Lebo Gafane-Matemane’s proudest moment to date was walking up on stage to receive her PhD at the age of 27. As she comes from a poor background and struggled financially during her undergraduate years, she never thought she would reach a milestone like this in her life. “I completed the degree while I was working full time and raising a young family, but managed to keep my focus and get it done in three years. I was so busy during the process I didn’t think much about what it would mean to me, but the day I graduated all the hours and sacrifices finally had meaning.”
This senior lecturer and researcher in physiology has since dedicated her career to curbing and hopefully curing non-communicable diseases, particularly hypertension, which is one of the major public health concerns worldwide.

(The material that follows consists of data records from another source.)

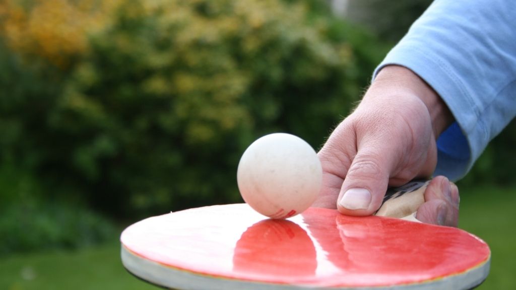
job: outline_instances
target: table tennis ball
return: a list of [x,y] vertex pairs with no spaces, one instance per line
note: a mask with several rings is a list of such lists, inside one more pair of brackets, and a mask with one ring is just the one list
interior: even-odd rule
[[313,203],[322,171],[314,149],[285,133],[264,136],[242,155],[237,170],[240,193],[248,204],[272,218],[285,218]]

“The major aim is to impact policy on the prevention, detection and efficient treatment of hypertension, especially in low-resource settings, given the complex health challenges we are currently facing.”
With a burgeoning career and a track record of seriously hard work, is there anything she would have done differently?
“Something I personally regard as a mistake was to focus solely on my academic career and pay less attention to community development. In high school I was a peer educator at Moletjie Community Radio station, which I was passionate about, but once I got to varsity I dedicated all my time and energy to my studies. I later realised I could have done both — made a difference in someone’s life while I was growing myself. But it is never too late. Since 2015 I’ve been using various platforms to mentor young women and girls pursuing science careers.”